= James Sheehan (artist) =

James Sheehan (born 1964, San Francisco) is an artist based out of New York City known for his works in miniature. Sheehan studied art history and fine arts at U.C. Berkeley and completed his MFA at the Tyler School of Art in Philadelphia, and in Rome, Italy. He moved to New York City in 1994.

When working in miniature, Sheehan is intentionally playing with scale, depicting world events and the mundane with equal magnitude.
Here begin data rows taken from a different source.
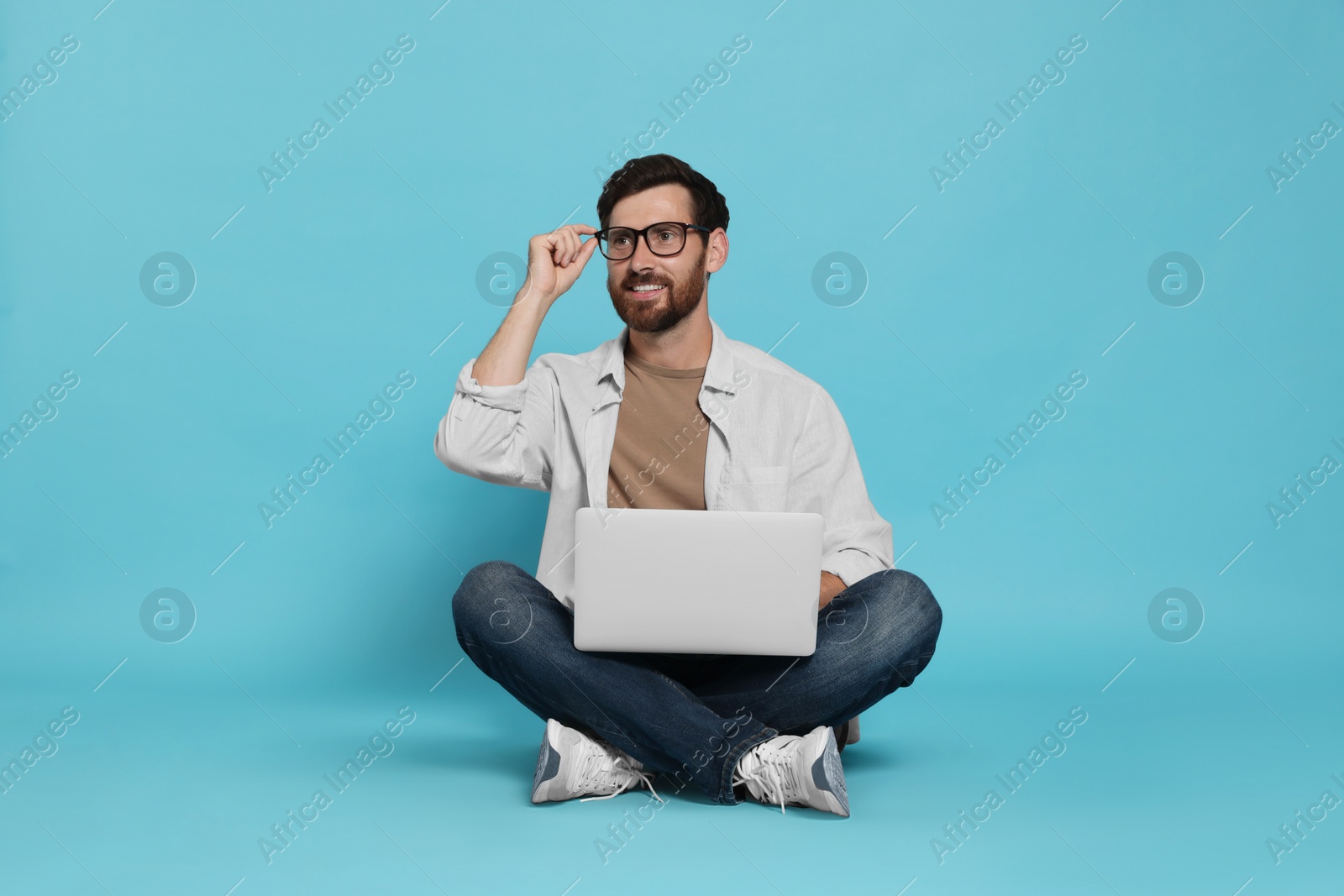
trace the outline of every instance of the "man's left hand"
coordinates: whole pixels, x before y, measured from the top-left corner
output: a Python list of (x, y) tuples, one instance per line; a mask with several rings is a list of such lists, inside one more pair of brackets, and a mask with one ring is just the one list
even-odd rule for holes
[(837, 576), (835, 572), (821, 574), (821, 596), (818, 598), (817, 607), (821, 609), (831, 603), (831, 598), (836, 596), (844, 591), (844, 579)]

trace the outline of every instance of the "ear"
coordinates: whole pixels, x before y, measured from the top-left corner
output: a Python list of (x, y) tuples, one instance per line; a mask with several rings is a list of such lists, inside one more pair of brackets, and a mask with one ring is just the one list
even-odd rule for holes
[(704, 270), (707, 274), (723, 267), (728, 261), (728, 231), (722, 227), (716, 227), (712, 234), (710, 234), (708, 246), (704, 254)]

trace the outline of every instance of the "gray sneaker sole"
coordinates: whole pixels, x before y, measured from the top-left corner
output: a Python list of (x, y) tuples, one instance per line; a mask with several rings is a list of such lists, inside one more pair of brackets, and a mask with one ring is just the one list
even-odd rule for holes
[(536, 774), (532, 775), (532, 802), (543, 803), (546, 797), (540, 797), (542, 786), (555, 778), (560, 771), (560, 754), (551, 748), (550, 731), (542, 737), (542, 748), (536, 752)]
[(812, 763), (812, 783), (817, 790), (831, 795), (828, 803), (833, 799), (839, 806), (839, 811), (835, 807), (832, 811), (844, 818), (849, 817), (849, 794), (844, 787), (844, 767), (840, 764), (840, 751), (836, 748), (836, 732), (831, 728), (827, 728), (825, 750)]

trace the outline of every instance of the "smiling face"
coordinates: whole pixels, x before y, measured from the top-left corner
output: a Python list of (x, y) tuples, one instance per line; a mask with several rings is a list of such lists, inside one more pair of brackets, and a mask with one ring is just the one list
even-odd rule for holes
[[(626, 196), (612, 207), (607, 227), (638, 230), (664, 220), (700, 223), (692, 218), (691, 191), (680, 184), (664, 184)], [(632, 330), (661, 333), (700, 305), (707, 282), (706, 257), (710, 255), (707, 236), (711, 234), (687, 230), (685, 246), (676, 255), (655, 255), (641, 236), (633, 255), (606, 262), (612, 305)], [(722, 261), (712, 263), (710, 270), (719, 266)], [(637, 289), (641, 286), (644, 289)]]

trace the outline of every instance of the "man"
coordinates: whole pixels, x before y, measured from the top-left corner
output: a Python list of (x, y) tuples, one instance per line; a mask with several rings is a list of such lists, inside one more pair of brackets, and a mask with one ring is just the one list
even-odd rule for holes
[[(847, 740), (847, 720), (923, 670), (942, 610), (891, 568), (891, 527), (831, 396), (710, 318), (710, 275), (728, 258), (715, 185), (679, 159), (644, 156), (612, 175), (597, 212), (602, 230), (531, 239), (516, 301), (462, 367), (434, 439), (449, 469), (551, 493), (538, 576), (504, 562), (470, 570), (453, 596), (457, 639), (547, 720), (532, 802), (652, 790), (649, 772), (665, 772), (716, 803), (848, 817), (836, 729)], [(546, 313), (598, 249), (625, 329), (528, 367)], [(821, 513), (816, 653), (577, 650), (582, 506)]]

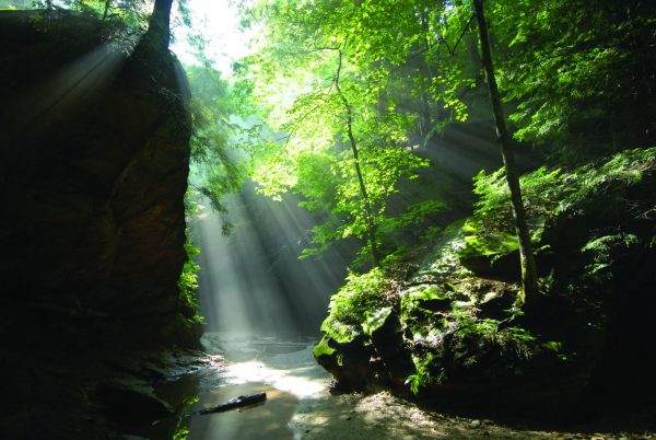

His paintings are often no more than stamp sized and "reconfigure public events (often public fictions or lies) in terms of their visual organization (which, scaled down, seen from odd and unintended angles, are revealed as well-organized fakes)." When exhibited, they are frequently set into the wall of the gallery space to create a keyhole effect and magnifying glasses are provided for viewing. Sheehan also produces large scale works, including collage and mixed-media.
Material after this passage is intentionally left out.